Media Politicization of the United States Supreme Court
Keywords:
Media, Press, Courts, United States Supreme Court, Coverage, Politics, Corpus Linguistics, New York TimesAbstract
Both media scholars and Justices of the United States Supreme Court have suggested that press coverage of the Court increasingly politicizes the Court as an institution, by characterizing the Court’s Justices as ideological actors and by depicting the outputs of the Court as political decisions driven by personal preference rather than apolitical outcomes driven by constitutional doctrine and legal precedent. This study builds upon earlier efforts to investigate the veracity of this assumption, using a corpus linguistics methodology to track the use of several linguistic signals that are widely regarded as politicizing. A case study investigation of the full corpus of New York Times articles from the 1950s through the 2000s suggests an increase in the use of explicitly ideological descriptors of the Justices; an increase in references to the appointing presidents of the Justices; and an increase in the disparity of coverage of 5-4 decisions and unanimous decisions.

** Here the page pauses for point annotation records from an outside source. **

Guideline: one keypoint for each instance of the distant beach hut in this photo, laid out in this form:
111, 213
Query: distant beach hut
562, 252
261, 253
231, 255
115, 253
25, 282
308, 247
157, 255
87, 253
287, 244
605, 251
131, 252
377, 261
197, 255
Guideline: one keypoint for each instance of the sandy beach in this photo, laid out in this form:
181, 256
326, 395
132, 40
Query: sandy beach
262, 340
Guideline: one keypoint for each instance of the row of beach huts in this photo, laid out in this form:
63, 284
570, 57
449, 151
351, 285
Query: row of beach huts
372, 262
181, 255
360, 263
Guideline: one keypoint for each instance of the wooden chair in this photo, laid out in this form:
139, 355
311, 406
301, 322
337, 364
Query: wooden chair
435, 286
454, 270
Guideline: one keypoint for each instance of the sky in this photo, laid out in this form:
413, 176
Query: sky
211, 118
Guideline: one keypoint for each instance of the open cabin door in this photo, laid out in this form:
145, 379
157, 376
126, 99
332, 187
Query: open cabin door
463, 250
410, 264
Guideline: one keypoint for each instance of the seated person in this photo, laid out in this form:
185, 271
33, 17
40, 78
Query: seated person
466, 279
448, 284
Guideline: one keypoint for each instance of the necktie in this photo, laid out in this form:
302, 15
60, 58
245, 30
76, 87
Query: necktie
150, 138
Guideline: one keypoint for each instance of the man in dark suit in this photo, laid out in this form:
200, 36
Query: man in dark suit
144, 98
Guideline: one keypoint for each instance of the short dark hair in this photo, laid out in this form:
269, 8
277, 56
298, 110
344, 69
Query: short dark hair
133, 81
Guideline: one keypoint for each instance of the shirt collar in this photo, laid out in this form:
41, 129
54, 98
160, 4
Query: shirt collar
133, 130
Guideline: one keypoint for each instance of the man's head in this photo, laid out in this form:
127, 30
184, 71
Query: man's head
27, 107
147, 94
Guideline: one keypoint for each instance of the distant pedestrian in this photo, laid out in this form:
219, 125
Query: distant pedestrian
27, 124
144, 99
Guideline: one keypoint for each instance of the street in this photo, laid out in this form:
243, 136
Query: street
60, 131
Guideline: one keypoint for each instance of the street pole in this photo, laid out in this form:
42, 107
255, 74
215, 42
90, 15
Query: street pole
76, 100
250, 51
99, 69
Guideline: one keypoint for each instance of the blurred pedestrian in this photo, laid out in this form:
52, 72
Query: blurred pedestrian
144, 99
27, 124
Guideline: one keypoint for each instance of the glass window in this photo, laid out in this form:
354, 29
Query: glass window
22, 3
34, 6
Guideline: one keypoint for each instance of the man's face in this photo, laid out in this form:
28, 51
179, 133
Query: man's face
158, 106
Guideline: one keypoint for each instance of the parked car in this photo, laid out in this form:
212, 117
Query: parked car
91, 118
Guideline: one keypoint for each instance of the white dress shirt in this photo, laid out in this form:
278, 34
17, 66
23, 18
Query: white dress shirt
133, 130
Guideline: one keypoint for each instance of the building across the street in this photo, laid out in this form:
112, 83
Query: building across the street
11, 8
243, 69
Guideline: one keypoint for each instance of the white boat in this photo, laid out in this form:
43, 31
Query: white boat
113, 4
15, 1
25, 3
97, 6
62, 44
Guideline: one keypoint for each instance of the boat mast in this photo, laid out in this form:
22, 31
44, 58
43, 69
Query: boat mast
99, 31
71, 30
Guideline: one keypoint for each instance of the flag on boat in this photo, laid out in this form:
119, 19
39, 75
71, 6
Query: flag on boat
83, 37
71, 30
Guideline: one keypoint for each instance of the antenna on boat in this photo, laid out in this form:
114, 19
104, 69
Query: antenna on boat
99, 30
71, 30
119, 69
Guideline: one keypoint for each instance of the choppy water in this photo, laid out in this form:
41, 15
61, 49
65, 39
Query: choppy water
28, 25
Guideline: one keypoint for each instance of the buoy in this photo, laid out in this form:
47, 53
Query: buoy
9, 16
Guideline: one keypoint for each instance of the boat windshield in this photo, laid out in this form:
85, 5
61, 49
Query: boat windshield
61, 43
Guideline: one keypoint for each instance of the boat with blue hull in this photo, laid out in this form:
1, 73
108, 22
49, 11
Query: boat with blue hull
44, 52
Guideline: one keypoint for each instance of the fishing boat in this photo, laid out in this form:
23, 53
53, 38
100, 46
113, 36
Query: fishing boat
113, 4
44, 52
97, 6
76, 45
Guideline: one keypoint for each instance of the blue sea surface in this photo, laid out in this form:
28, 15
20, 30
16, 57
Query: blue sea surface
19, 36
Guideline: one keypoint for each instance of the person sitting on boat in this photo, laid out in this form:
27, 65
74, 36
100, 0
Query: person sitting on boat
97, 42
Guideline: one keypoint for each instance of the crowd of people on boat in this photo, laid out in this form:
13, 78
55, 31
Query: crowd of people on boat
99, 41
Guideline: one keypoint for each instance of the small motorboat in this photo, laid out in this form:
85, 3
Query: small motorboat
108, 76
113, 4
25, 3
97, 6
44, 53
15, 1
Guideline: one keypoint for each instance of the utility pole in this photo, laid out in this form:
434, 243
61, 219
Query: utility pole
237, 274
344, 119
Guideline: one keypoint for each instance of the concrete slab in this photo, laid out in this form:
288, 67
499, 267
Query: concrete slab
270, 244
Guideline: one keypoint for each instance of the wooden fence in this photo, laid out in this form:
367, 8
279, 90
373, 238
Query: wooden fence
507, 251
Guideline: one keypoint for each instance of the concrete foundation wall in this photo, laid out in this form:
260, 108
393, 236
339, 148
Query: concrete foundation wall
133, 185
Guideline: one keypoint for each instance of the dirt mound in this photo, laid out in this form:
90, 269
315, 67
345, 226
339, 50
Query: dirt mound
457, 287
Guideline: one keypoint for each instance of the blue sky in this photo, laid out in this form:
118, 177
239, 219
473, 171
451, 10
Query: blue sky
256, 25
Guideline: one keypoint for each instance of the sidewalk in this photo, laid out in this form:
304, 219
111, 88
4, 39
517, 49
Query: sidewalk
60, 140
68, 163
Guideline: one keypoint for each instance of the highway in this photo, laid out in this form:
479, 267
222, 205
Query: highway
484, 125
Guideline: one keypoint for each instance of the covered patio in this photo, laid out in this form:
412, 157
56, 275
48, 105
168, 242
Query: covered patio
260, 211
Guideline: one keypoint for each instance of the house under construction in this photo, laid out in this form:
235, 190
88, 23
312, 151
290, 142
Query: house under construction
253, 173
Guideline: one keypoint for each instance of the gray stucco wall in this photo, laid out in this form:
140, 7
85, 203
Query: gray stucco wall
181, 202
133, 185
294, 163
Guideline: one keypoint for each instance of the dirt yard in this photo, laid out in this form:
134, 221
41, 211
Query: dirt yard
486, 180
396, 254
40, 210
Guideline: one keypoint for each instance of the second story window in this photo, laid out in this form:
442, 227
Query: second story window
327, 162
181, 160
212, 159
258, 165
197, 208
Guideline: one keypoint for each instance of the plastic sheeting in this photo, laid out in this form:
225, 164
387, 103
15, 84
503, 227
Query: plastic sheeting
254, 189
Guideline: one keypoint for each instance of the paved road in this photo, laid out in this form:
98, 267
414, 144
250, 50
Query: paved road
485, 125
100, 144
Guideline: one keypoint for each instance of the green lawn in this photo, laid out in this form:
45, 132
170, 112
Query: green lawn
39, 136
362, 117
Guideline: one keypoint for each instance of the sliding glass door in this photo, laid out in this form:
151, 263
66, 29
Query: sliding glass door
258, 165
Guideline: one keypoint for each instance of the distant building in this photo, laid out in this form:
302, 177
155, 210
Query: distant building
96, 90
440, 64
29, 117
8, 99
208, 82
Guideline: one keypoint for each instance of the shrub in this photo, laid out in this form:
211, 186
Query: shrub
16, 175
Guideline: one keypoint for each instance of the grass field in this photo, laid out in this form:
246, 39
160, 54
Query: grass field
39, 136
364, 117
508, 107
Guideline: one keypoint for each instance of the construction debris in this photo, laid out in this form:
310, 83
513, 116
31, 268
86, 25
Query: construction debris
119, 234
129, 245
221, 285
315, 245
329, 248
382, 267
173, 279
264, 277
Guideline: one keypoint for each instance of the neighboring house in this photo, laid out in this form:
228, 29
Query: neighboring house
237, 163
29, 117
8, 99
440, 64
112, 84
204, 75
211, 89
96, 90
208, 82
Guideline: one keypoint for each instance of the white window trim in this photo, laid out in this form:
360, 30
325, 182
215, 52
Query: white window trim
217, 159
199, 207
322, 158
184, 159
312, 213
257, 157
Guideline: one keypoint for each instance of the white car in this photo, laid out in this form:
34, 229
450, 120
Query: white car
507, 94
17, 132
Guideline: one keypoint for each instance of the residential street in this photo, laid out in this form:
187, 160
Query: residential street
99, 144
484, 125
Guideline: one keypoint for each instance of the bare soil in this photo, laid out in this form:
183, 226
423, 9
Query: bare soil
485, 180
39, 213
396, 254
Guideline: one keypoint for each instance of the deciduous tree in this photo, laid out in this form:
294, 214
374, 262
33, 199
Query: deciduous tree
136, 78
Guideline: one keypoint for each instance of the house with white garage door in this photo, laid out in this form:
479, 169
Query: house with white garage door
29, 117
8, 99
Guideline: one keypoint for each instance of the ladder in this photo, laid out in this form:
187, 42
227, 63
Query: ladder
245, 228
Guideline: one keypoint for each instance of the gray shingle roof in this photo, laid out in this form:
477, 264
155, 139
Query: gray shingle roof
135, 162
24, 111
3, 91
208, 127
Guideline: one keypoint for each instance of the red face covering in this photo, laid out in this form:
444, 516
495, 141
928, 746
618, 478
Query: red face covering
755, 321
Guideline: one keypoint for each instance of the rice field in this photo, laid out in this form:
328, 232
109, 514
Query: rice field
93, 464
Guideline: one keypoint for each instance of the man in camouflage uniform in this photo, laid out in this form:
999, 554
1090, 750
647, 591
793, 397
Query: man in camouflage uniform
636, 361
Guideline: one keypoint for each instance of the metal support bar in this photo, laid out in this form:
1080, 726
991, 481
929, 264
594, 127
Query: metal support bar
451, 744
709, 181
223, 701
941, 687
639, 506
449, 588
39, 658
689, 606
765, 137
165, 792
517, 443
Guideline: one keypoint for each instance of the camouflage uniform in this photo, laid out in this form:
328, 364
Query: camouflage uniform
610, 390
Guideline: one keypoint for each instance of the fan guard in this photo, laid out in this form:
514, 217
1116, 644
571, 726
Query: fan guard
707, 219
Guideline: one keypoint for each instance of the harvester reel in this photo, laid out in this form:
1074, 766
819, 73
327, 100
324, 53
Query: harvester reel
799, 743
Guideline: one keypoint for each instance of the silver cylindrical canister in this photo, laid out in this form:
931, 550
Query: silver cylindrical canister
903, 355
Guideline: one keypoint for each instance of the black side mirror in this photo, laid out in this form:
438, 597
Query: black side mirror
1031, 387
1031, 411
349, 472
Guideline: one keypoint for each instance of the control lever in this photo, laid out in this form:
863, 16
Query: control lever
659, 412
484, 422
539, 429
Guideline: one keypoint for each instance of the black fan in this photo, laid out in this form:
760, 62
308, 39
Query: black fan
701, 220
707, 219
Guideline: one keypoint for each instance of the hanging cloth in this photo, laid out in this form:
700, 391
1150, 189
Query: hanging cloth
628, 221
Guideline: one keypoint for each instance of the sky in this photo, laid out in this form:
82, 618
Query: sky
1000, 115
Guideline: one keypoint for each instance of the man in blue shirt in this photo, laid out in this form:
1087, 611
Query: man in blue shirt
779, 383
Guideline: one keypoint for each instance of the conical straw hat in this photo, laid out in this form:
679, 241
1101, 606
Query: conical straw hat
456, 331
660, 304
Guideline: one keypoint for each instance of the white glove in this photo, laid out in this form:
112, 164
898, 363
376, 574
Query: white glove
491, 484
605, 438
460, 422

Tanto los académicos dedicados a la comunicación como los magistrados de la Corte Suprema de los Estados Unidos han sugerido que la cobertura de la prensa de la Corte politiza cada vez más la Corte como institución, ya que representa a los magistrados como actores ideológicos, y presenta las decisiones del tribunal como decisiones políticas tomadas por preferencias personales en lugar de resultados apolíticos fruto de una doctrina constitucional y un precedente legal. Este estudio se basa en intentos anteriores de investigar la veracidad de esta hipótesis, utilizando una metodología de corpus lingüístico, para rastrear el uso de diversos signos lingüísticos comúnmente considerados politizadores. Una investigación de casos prácticos del corpus completo de los artículos del New York Times desde la década de 1950 hasta la década de 2000 sugiere un aumento en el uso de descriptores de los jueces explícitamente ideológicos; un aumento en las referencias a los nombramientos de los presidentes del Tribunal; y un aumento en la disparidad de la cobertura de 4-5 decisiones y decisiones unánimes.